Enter the Autumnprince. He's a handsome fellow--fantastically freestone and delectable. These are easily the best peaches I've had all season.  From this box of 25 pounds I decided that some needed to be frozen and dehydrated because it's like my mother-in-law always says: What are you going to do with all that jam if it comes down to it? You can't live on jam.  BUT, if there were a jam to live on, it'd be the Autumnprince jam laced with Don Julio Anejo tequila.  It's beautifully flame colored, and there's something about the slightly vanilla finish to the tequila that really complements the flavor profile... Wow. I just nearly choked on my own pretension.  So, the jam? It's really good. And it's totally brilliantly reddish orange with a high clarity. You'll love it.

For fabulous tequila spiked peach jam, follow the linked peach jam recipe from an earlier post, but add 2-3 TBS tequila with the lemon juice, and follow as normal.  I've done this with Chambord as well, and it's delish.

Speaking of things delish, go look at the beautiful creation of Erika Jurney, aptly named Delishix. Her recipes are fantastic, and I've already added a few to our weekly menu plan.


Thursday, July 21, 2011

large, overdue batch: blackberries

By the time blackberries came in season this early summer, I was pretty excited. I also quickly discerned that my kids were approaching pro-rural status and was ready to test their picking skills. Son, 8, daughter, 5, and baby in a backpack managed to get out to the farm, pick 5 pounds of berries, and get home inside of an hour. We pretty much rock in the produce procuring process.



Blackberry jam making was my first go at making anything beyond a cobbler with this miraculous fruit. I'd been admonished about seeds, perplexed by articles fussing over how to remove them, which mill worked best, and admittedly I as a little worried at how I'd handle them. I made a few missteps, but putting on my black apron was the smartest thing I did all day.
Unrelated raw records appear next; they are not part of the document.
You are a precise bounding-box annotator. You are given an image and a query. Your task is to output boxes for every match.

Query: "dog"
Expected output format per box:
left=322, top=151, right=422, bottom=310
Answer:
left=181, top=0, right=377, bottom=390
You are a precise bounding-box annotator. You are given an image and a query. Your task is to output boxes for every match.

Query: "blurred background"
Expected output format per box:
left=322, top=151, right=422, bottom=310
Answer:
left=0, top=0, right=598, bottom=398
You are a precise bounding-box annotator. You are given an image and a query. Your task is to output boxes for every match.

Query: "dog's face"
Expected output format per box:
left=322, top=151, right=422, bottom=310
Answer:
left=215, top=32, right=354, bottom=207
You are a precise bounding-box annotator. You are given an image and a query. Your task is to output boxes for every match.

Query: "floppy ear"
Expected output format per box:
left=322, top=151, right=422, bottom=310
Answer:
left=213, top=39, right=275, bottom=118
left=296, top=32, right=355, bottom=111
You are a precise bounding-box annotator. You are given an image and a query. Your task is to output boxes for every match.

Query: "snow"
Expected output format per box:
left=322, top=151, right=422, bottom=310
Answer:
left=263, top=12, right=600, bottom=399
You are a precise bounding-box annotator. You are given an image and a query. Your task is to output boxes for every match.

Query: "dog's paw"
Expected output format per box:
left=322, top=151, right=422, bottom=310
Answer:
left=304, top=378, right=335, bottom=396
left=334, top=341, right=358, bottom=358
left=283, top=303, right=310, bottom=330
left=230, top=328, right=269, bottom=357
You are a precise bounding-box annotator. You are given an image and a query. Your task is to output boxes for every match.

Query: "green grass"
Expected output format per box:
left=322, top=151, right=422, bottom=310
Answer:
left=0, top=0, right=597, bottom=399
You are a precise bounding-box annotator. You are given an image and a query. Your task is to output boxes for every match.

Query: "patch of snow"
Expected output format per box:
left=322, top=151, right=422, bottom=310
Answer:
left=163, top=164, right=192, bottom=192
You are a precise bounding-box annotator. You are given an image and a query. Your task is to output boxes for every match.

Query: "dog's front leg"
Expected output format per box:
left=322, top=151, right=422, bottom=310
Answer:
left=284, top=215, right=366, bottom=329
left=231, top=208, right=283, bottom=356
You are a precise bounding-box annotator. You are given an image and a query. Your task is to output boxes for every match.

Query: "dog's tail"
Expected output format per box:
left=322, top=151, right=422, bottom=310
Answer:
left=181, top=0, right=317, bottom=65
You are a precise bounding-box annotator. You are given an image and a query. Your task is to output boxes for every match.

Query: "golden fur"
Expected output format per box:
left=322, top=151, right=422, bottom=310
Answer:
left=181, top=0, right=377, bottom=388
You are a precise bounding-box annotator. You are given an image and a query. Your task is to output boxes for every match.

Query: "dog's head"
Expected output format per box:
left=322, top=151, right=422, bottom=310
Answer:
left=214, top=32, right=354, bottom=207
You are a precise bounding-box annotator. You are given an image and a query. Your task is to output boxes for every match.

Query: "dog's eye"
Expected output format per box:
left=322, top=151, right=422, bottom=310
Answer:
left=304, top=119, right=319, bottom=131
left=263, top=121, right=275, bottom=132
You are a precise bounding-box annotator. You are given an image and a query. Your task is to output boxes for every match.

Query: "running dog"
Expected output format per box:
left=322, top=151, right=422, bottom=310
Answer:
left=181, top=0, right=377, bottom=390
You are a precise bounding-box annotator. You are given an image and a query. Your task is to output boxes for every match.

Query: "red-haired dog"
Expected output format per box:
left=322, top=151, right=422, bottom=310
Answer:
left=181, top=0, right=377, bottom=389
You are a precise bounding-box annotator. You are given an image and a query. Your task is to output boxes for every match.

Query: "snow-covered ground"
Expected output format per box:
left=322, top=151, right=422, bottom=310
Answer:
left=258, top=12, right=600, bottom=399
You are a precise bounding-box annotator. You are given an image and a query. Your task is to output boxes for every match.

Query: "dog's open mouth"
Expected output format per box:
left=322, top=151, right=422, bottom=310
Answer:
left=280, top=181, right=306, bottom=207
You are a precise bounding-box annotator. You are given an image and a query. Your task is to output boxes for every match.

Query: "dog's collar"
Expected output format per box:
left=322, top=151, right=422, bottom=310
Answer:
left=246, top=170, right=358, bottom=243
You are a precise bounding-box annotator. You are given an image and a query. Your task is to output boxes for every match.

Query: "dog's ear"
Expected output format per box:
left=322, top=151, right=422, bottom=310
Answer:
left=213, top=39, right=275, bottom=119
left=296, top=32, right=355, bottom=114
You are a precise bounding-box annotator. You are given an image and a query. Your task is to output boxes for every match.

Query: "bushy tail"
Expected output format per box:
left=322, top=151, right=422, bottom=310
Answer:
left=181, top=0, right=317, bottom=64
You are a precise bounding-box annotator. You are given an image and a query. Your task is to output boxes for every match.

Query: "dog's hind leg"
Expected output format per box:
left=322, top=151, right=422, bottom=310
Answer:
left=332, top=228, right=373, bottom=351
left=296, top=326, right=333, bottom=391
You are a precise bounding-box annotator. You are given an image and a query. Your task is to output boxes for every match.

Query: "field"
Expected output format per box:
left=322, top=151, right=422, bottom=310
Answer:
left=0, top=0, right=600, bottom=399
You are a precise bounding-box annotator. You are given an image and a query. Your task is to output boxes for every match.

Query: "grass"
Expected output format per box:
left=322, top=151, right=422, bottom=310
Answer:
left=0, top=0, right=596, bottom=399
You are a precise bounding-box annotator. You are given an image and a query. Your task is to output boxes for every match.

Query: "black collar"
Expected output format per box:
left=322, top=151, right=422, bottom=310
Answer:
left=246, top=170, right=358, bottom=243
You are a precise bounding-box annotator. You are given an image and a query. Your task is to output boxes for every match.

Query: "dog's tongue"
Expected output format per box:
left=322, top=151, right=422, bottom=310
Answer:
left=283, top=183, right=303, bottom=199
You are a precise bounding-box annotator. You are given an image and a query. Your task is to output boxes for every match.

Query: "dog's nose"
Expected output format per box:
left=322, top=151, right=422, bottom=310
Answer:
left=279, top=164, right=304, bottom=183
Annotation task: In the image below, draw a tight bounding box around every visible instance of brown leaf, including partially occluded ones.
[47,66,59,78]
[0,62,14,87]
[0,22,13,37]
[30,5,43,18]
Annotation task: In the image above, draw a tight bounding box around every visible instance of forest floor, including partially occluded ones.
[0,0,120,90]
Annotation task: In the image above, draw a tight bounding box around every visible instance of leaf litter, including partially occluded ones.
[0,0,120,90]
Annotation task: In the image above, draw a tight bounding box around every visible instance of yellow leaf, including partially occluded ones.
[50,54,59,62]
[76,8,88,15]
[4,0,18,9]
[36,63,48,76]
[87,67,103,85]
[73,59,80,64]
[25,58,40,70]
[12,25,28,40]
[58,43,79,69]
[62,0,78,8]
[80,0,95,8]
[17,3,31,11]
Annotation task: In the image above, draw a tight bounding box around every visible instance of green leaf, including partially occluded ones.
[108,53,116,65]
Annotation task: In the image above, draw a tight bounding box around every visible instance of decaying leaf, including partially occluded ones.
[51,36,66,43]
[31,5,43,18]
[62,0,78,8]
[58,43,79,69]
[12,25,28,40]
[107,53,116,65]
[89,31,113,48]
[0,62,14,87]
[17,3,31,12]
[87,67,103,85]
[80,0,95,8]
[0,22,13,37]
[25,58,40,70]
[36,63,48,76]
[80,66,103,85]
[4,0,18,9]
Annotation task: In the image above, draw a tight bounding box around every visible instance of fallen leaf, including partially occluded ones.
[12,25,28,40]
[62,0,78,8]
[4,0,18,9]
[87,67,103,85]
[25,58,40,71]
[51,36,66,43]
My main mistake was thinking that I could put whole, fresh berries through the food mill. I didn't realize that they really needed to benefit from cooking before the seeds would begin to give from the berry flesh. Let's just say that the squirting of fresh berry juice gave me pause to consider my process. I cleaned out my food mill---and since it always comes up in posts, I'll mention that I use the KitchenAid food straining attachment to my stand mixer. Once I cooked the berries, the mill worked beautifully.


Due to quantity, I doubled my recipe and turned out a fantastic product. I really didn't know it would be such a hit, and now I'm sort of sorry that I waited so long to go for a second pick. Daughter ended up with almost 4 pounds of berries for a good friend, and I came away with just enough for a cold-pressed shrub. No complaints, I just feel bad that I don't have enough as I'd like to go around.



Blackberry Jam


~5 pounds of berries
9 cups of sugar

4 TBS lemon juice

2 pkgs. powdered pectin

1 tsp. butter (to reduce foaming)


Cook the berries in a non-reactive pot over medium heat until they're soft and begin to burst--about 15 minutes. Feed berries through a food strainer, mill or sieve. Discard the solids, and put the puree back in your non-reactive pot. Bring to a boil, add sugar, butter and cook until the mixture boils again. Skim off any foam. Add pectin, and bring to a boil once again. I tend to use a candy thermometer, and would cook until the blackberries reach 220 degrees. Turn off the heat, and ladle into sterilized jars, being careful to wipe rims, then adding lids and rings. Process in a water bath canner for 12 minutes at a rolling boil.


On a side note, this was the first time that my little girl helped in the jam making. She carefully counted out lids and rings to match jar quantities, sorted berries and stirred the pot. We both had a good time, and had 13 pretty, half pint jars to show for it.